I have attached two overview schematics for lighting wiring for a single room. The diagrams show the rough physical locations of the lights and switches, but the wiring and junction boxes are schematically placed (sorry it's a bit of a mess).
What would be the most efficient and sensible way to wire up these lights; would it be the first diagram where each light and the switch are routed straight from the junction box, or the 2nd whereby I connect to the junction box and then onto each light in that group?
Junction boxes should be accessible as and when required / testing purposes.
junction boxes are only often used to add / alter something after the initial installation. You "have a clean slate" so as I first asked, why all the junction boxes? You might want to look up "loop in lights" or "3 plate lighting" Much neater than what you propose.
Thanks Mr White. I have looked up "loop in lights" or "3 plate lighting" but can't find a diagram showing a circuit where you have 1 switch that turns on multiple lights, another switch that turns on another group of multiple lights and so on.
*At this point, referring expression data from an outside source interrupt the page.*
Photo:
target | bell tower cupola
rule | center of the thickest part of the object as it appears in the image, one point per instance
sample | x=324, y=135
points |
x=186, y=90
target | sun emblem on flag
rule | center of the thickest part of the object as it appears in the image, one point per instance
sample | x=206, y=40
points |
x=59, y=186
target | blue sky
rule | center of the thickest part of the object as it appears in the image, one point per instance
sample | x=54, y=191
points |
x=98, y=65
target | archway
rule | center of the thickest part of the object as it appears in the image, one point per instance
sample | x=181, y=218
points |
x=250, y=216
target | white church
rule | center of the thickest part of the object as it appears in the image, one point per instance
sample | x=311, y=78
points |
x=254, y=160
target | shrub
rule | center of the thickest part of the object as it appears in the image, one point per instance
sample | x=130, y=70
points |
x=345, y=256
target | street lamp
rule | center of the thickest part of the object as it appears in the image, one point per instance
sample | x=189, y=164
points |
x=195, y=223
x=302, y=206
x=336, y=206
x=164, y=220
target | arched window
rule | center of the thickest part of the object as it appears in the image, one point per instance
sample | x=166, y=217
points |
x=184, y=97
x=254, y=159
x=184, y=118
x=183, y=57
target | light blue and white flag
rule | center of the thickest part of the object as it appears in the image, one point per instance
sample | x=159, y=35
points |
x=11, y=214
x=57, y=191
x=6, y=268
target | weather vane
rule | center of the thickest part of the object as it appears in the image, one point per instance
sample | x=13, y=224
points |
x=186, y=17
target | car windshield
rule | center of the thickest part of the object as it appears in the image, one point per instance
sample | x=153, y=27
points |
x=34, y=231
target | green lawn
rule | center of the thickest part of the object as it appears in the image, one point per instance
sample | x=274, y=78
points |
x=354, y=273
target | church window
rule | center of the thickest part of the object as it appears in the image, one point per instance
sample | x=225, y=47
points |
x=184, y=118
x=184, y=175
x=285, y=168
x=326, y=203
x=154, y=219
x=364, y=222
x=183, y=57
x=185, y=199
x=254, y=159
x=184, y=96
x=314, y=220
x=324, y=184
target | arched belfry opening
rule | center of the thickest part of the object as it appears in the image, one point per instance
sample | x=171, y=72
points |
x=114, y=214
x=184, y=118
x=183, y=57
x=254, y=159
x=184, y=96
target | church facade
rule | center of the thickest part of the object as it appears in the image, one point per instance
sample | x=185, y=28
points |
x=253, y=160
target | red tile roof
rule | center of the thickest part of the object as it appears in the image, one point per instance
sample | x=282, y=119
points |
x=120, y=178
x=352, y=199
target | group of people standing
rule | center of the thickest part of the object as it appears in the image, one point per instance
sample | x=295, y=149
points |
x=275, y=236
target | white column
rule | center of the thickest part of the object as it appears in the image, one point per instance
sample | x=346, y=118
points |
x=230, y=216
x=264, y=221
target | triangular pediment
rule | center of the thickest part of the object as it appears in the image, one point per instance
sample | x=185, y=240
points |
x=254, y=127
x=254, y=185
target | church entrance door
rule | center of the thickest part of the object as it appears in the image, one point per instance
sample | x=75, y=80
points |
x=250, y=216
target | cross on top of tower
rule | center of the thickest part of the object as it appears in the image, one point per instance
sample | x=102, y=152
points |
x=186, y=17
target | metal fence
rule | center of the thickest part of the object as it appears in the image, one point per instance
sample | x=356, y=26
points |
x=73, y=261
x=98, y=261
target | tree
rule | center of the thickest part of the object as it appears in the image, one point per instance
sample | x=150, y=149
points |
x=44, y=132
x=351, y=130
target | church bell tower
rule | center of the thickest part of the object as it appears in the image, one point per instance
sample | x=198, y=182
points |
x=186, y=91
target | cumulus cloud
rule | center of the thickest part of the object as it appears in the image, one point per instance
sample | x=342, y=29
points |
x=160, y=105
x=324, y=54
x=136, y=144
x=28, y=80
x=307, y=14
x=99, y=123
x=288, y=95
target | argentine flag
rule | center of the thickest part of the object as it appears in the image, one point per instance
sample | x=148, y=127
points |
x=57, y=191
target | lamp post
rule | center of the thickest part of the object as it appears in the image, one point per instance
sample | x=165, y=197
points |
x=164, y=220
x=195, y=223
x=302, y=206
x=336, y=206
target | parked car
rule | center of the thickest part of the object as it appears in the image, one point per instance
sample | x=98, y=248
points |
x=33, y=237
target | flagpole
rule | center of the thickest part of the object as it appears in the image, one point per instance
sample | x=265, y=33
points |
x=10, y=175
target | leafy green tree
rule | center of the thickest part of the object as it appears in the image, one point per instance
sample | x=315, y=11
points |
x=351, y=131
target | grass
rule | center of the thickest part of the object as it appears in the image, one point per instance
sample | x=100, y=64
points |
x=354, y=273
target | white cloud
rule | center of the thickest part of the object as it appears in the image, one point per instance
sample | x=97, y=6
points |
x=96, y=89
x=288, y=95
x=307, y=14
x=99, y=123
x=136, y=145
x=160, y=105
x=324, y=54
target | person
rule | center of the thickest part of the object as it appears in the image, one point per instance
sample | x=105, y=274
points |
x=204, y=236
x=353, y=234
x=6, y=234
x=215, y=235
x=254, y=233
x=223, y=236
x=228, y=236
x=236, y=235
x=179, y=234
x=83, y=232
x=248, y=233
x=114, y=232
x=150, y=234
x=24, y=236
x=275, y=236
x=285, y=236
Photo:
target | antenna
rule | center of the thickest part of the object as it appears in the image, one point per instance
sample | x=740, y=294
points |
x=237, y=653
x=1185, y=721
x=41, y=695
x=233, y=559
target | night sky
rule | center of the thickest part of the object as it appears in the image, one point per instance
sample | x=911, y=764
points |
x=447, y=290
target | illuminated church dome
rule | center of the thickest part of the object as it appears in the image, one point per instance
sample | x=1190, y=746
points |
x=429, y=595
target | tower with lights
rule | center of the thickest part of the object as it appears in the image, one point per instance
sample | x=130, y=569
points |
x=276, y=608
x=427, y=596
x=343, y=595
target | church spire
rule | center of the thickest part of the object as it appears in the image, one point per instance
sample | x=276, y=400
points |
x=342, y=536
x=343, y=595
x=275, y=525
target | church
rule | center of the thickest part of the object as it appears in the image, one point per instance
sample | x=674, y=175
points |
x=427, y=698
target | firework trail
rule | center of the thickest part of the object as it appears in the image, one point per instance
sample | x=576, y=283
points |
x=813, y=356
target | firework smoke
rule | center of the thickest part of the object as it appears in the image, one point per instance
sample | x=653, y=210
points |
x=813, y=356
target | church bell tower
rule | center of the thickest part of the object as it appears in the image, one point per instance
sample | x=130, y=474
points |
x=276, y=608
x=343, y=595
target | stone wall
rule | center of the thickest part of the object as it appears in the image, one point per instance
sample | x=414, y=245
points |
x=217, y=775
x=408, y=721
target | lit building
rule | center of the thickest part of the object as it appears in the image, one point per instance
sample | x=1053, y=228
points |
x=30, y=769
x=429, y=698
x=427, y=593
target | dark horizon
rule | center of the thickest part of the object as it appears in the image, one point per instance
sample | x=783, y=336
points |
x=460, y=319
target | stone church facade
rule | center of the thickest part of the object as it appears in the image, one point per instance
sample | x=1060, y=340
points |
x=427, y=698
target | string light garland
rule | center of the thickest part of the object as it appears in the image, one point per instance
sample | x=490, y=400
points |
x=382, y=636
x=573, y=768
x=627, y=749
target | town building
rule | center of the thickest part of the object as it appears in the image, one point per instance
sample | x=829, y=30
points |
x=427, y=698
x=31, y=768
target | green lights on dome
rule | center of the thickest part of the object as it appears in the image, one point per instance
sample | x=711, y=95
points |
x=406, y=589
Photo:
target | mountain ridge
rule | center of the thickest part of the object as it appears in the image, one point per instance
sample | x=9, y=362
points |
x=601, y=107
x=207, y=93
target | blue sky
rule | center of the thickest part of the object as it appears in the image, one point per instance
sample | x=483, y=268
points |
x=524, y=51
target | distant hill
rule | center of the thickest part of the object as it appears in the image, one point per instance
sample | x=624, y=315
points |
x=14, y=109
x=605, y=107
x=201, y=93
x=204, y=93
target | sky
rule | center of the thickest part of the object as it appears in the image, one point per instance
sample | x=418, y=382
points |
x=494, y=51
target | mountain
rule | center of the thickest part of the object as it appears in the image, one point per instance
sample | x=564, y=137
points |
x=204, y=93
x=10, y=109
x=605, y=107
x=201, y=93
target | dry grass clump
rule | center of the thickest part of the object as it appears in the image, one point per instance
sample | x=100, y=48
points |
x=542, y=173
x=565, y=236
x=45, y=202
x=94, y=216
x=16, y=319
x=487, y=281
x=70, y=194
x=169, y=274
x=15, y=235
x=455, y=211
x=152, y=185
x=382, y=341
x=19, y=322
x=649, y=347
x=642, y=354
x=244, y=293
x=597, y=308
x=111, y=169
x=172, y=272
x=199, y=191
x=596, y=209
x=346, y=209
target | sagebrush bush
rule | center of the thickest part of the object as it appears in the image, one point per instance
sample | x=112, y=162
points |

Are you suggesting that my circuit should be wired up as shown in this attachment? Going from the Consumer Unit into the ceiling rose of the first group of lights and from here to the switch and the other light(s) in the group and then onto the next ceiling rose of the next group of lights, and so on?
You can get special lighting junction boxes, in real terms two types, those with screw connections which must be accessible, and those push in maintenance free connections.
The proper lighting junction box emulates the ceiling rose, it has switched line, permanent line, neutral and earth. The idea is where a ceiling rose is not used, then the special junction box allows a single cable to feed a lamp as many European lamps don't have a permanent line connection.
Often the junction box is located very close to the lamp so it can be accessed through the hole the lamp normally fits into. However thought must be given to fire rating of the lamp if a whole is made in the ceiling.
Lights are normally wired as a radial, that is a single wire from the consumer unit splits and loops to many lamps. The limit is the length of cable before either the earth loop impedance or the volt drop is exceeded.
for 1mm cable with a 6 amp supply it works out at 30 meters, however if we consider the load even distributed then you could double that to 60 meters. That is for volt drop.
For an electrician who has installed many circuits he has a good idea if sailing close to wind, or if loads of leeway, with the latter likely he will only test after fitting, only if he things close to limit will he actually work it out.
But the whole idea is following safe routes as laid out in regulations to keep cables as short as possible. Short cables means better ELI and volt drop.
Although only permitted 3% volt drop on lighting, in real terms modern LED lighting is not that critical, it was the old fluorescent which caused problems. So 95% of the tripping current within 0.4 seconds is normally good enough, so a B6 MCB will trip on the magnetic side between 3 and 5 times rating so 5 x 6 = 30 amp, so 230/30 = 7.66 x 95% = 7.28 ohms for the ELI, using a C6 then 5 to 10 times so half that so 3.64 ohms and D6 is 10 to 20 times so 1.82 ohms for the earth loop impedance.
All just simple maths, and ohms law.
For DIY the problem is a new circuit often needs notifying, and would also need RCD protection, there is no requirement to upgrade old installations, but all new must comply with new regulations which in the main needs RCD protection. Since all my house is already protected I tend to forget other peoples houses may need it adding.